Why an eating disorder is for life and not just for Christmas.

Eating disorders have very poor outcomes and even if you recover there may be long-term health consequences of which you were unaware.

The statistics are unreliable and tend to focus on those who have had in-patient treatment – not the many, many people who may be unable or unwilling to access medical help.

It is estimated that half of young sufferers are cured. For others the condition persists for decades as a long-lasting behaviour making the body less resilient to other medical problems.

A proportion will be cured then relapse during times of stress. And another group will develop eating disorders later in life.

So even if you start eating normally what are the physical consequences of eating disorders?
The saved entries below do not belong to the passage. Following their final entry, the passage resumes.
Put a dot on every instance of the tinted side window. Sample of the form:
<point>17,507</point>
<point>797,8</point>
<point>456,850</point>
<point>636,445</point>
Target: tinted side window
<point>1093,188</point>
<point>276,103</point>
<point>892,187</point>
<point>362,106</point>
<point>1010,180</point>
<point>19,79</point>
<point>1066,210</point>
The main risk is osteoporosis – as bone density is not built up in the younger years. For post-menopausal women this means an increasing danger of fractures and consequent hospitalisation.

Basically you are starting from a lower level and will be losing bone density quicker than others.

Amenorrhoea – loss of periods – means lower oestrogen which also protects your heart. Meaning that you can be skinny with a diet very low in fat and be diagnosed with high cholesterol – which is both surprising and deeply annoying! This means you are at a higher risk of heart disease – particularly if you have also been controlling your appetite through smoking.

If your reproductive health does survive an eating disorder – your baby will use all your nutritional reserves – but be at risk of low weight or miscarriage. As the mother you can experience hair and tooth loss, if you are continuing to restrict your diet.

And how about your poor brain? You will probably have already experienced problems in concentration and cognitive function – fuzzy thinking. But you may have also lost brain matter – which cannot be replaced.

So what to do if you are in recovery and are only now beginning to realise the damage you have done to your body. First – please don’t beat yourself up – you have probably done more than enough of that.

Second – be completely honest with your medical professionals – they may not understand, this may be the first time they have encountered this behaviour – remember they are specialists – a cardiologist knows about the heart, not the psyche.

But what you really need to do is look after yourself – physically and mentally – do what the medics tell you – this may mean a regime of pills and certainly trying to eat different foods. It also means sleeping well and exercising – not hours in the gym – but just living a healthier life. You may not be able to heal the damage, but you can build a healthier body and a happier life.